Incentives are reportedly helping close the staffing shortage gap for the Maricopa County Sheriff's Office.

PHOENIX — It's a new year, but law enforcement agencies are still facing the same problem when it comes to getting new hires.

Staffing shortages started happening during the pandemic in 2020. The Maricopa County Sheriff's Office is also struggling for new recruits. 

"It's probably still below what we used to see pre-pandemic," said MCSO's Chief Human Resources Officer Andrew Mesquita. "The numbers are starting to move in the right direction."

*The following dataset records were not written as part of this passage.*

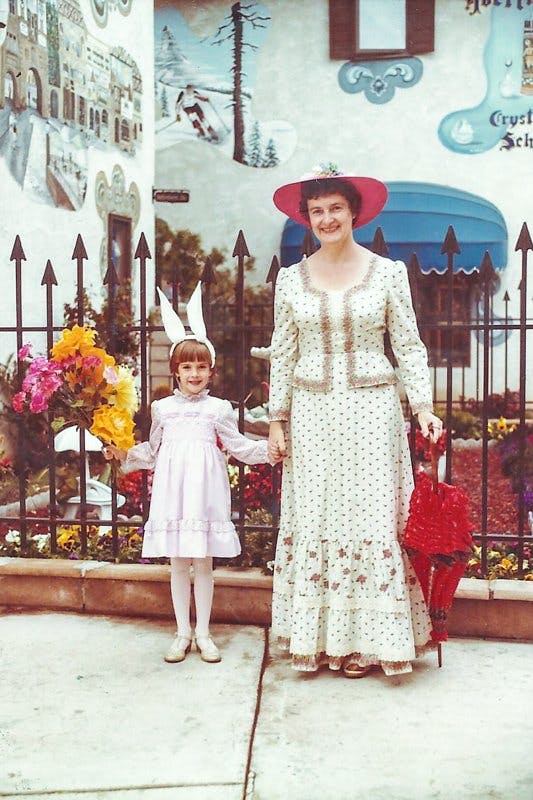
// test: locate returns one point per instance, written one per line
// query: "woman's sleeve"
(251, 451)
(407, 345)
(144, 454)
(283, 352)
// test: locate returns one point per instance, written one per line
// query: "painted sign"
(204, 87)
(504, 117)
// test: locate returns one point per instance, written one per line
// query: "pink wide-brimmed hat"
(373, 194)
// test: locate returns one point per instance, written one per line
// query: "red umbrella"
(438, 541)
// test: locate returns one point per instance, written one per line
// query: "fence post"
(450, 247)
(523, 244)
(49, 279)
(18, 256)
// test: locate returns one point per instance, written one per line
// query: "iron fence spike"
(241, 248)
(17, 253)
(79, 251)
(49, 277)
(524, 239)
(143, 250)
(273, 271)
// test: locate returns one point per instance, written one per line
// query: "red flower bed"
(502, 503)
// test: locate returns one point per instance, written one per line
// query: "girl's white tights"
(180, 589)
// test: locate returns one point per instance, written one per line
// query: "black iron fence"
(475, 355)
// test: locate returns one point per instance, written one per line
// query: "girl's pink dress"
(190, 509)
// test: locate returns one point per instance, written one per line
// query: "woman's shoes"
(179, 648)
(208, 650)
(351, 669)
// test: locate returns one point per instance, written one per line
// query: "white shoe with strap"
(208, 650)
(179, 648)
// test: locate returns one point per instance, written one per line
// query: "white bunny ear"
(195, 314)
(171, 322)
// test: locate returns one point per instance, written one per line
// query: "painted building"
(232, 99)
(431, 96)
(76, 147)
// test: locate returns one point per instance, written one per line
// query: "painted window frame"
(343, 26)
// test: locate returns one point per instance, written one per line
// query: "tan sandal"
(351, 669)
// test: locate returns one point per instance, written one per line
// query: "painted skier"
(189, 99)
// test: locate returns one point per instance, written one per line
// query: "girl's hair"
(189, 350)
(323, 187)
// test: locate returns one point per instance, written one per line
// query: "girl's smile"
(330, 216)
(193, 376)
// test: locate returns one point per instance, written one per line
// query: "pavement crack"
(249, 779)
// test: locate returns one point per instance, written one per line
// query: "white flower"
(41, 540)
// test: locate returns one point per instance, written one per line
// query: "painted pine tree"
(241, 14)
(271, 158)
(164, 102)
(255, 158)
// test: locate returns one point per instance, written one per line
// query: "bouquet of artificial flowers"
(80, 384)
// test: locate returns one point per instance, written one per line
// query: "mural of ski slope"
(204, 87)
(505, 115)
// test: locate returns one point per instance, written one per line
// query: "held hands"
(277, 443)
(430, 425)
(111, 451)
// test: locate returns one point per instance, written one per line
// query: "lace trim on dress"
(279, 416)
(417, 408)
(153, 527)
(310, 663)
(325, 323)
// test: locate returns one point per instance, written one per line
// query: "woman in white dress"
(344, 592)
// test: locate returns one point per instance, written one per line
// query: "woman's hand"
(111, 451)
(277, 444)
(430, 425)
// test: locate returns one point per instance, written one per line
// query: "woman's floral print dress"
(342, 584)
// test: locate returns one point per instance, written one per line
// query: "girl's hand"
(430, 425)
(111, 451)
(277, 444)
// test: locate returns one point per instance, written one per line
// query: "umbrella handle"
(434, 466)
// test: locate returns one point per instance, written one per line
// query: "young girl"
(190, 512)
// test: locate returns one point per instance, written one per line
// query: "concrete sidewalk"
(89, 710)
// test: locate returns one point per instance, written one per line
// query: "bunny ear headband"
(174, 327)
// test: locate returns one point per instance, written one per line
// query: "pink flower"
(38, 403)
(110, 375)
(24, 351)
(49, 384)
(90, 362)
(18, 402)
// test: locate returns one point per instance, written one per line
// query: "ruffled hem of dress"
(190, 539)
(311, 663)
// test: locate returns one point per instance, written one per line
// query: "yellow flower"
(113, 425)
(67, 537)
(123, 394)
(73, 342)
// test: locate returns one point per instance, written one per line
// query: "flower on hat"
(326, 169)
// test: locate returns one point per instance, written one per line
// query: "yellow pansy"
(113, 425)
(73, 342)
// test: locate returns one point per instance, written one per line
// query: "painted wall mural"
(505, 116)
(101, 9)
(61, 92)
(204, 87)
(380, 79)
(119, 209)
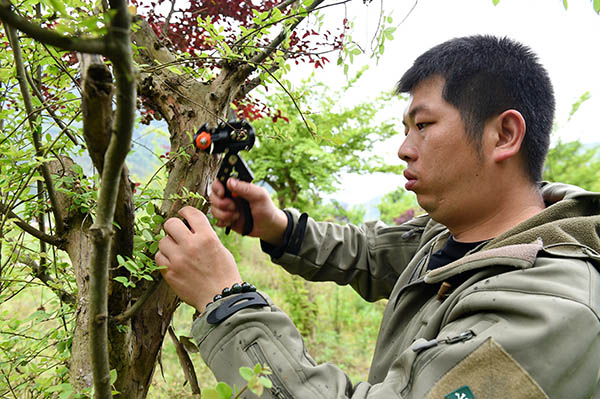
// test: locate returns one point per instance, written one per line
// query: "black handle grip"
(234, 166)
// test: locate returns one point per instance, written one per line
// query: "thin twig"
(52, 240)
(133, 309)
(186, 363)
(293, 100)
(52, 114)
(44, 171)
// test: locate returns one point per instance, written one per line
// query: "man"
(495, 293)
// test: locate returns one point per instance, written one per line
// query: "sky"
(566, 42)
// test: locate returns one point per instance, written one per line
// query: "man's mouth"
(411, 179)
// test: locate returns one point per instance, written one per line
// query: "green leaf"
(147, 235)
(150, 209)
(210, 393)
(175, 69)
(113, 376)
(78, 169)
(256, 386)
(59, 6)
(267, 383)
(224, 390)
(246, 373)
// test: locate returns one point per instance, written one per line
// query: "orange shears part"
(203, 140)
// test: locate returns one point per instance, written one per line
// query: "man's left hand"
(198, 266)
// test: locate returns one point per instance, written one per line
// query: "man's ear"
(508, 135)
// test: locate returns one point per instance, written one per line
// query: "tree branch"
(119, 52)
(41, 273)
(52, 240)
(131, 311)
(57, 120)
(47, 36)
(20, 68)
(186, 363)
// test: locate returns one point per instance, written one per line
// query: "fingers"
(176, 229)
(222, 208)
(196, 219)
(248, 191)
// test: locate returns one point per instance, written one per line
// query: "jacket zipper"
(257, 355)
(419, 347)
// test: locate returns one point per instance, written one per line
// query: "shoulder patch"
(461, 393)
(487, 372)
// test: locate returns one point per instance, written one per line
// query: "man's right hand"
(270, 222)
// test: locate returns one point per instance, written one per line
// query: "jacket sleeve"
(500, 339)
(369, 257)
(267, 336)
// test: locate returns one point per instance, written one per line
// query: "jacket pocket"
(428, 350)
(257, 355)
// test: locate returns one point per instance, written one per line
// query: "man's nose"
(407, 151)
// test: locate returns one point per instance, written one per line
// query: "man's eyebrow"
(411, 114)
(417, 109)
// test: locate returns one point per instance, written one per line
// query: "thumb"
(248, 191)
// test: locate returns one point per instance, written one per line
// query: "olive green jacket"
(517, 317)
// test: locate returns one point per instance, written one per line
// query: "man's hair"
(485, 76)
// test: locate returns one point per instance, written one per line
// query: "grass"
(338, 327)
(343, 331)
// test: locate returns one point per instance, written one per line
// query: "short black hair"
(485, 76)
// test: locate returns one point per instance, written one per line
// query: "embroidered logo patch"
(461, 393)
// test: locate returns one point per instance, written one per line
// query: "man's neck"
(512, 208)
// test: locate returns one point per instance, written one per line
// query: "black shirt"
(452, 251)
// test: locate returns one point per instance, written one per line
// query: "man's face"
(444, 168)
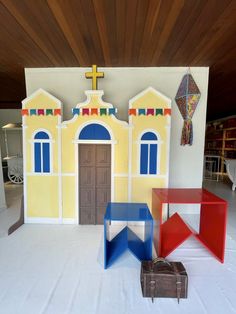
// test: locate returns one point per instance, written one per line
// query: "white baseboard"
(44, 220)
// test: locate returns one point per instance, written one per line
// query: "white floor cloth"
(59, 269)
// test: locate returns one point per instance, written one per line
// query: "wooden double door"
(94, 182)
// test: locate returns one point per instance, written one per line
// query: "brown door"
(94, 182)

MCSO currently has 84 deputy sheriff positions open which Mesquita said is about a 23% vacancy rate. Some of those positions will be taken up by those currently going through the training academy to become a deputy, but MCSO is working to make sure they stay.

"We've implemented sign-on incentives," Mesquita said. 

That includes a $10,000 retention bonus for those who were employed with the sheriff's office before May 1 of last year. There are also bonuses for those who join, a newly created mental health division to help staff, and paid parental leave of up to six weeks.

"We're hopeful that with that momentum and some of our other hiring efforts will start to chip away at that vacancy rate," Mesquita said.

Over the summer, the Phoenix City Council increased the salary for new police recruits by $20,000, which made the Phoenix Police Department the highest-paid department for officers in Arizona. At that time, the department was still short 501 officers on staff. 

"It is getting better, but we're still a long way from where we need to be," said Andy Anderson, a retired assistant Phoenix police chief. 

While these incentives are allegedly helping, Anderson recognizes there is more Arizona departments can do, like bringing in mental health specialists to respond to calls.

"[Officers] ought to be able to pass it off to somebody who can give them the resources they need, and help them work through that situation, because law enforcement is not equipped to handle that," Anderson said.

When asked how long this staffing shortage will continue, Anderson said there really is no simple answer. 

"It's very challenging to get caught up," Anderson said. "We may be a few years down the road, if even then."